The United States leads developed nations in maternal morbidity, yet research on the literature surrounding severe maternal health in the context of natural disasters remains limited. Projections suggest that tropical cyclone (e.g., hurricane, typhoon, cyclone) intensity will continue to surge as global temperatures rise, and experts warn that they pose one of the most significant threats to global public health in the 21st century.

Objective

This study is the first to apply a spatial clustering approach to maternal health following exposure to a tropical cyclone in North Carolina.

Methods

We conducted an exploratory clustering analysis of hospitalizations for Severe Maternal Morbidity (SMM-21) using the Bernoulli-Kulldorff SaTScan statistic in the context of Hurricane Florence (2018).
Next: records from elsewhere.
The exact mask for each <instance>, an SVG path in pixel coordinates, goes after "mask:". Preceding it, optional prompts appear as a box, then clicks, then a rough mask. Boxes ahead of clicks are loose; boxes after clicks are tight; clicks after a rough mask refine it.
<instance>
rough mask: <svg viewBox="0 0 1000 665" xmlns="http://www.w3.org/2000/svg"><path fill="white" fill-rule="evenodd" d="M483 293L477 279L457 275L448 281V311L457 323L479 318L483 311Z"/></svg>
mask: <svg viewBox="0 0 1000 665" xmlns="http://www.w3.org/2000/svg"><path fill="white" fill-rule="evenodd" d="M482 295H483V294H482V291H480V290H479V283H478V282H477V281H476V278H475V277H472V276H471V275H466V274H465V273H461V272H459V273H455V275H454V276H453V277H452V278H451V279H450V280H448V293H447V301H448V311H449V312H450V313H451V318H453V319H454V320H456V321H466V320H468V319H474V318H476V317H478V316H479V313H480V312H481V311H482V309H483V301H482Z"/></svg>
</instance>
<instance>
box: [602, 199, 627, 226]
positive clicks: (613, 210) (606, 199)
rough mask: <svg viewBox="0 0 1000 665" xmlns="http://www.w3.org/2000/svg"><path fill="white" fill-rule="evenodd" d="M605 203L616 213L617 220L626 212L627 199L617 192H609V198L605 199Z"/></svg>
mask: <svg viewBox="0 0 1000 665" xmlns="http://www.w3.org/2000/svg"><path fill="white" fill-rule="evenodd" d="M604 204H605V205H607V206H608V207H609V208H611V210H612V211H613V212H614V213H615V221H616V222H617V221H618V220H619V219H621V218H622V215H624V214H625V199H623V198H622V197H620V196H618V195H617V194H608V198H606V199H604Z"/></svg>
Multivariate logistic regression identified individual and contextual factors associated with high-risk clusters in the aftermath of Hurricane Florence (2018).

Results

All 28 FEMA disaster-declared counties had presence within an SMM spatial cluster, while individual factors (age ≥ 40) and contextual factors (racial segregation [ICE Race], reduced greenspace, and high-urbanity) were associated with residence in high-risk clusters.

Conclusion

Results indicate the importance of a spatial analytic approach following climate disasters to better identify characteristics of high-burden maternal populations for post-disaster relief and response.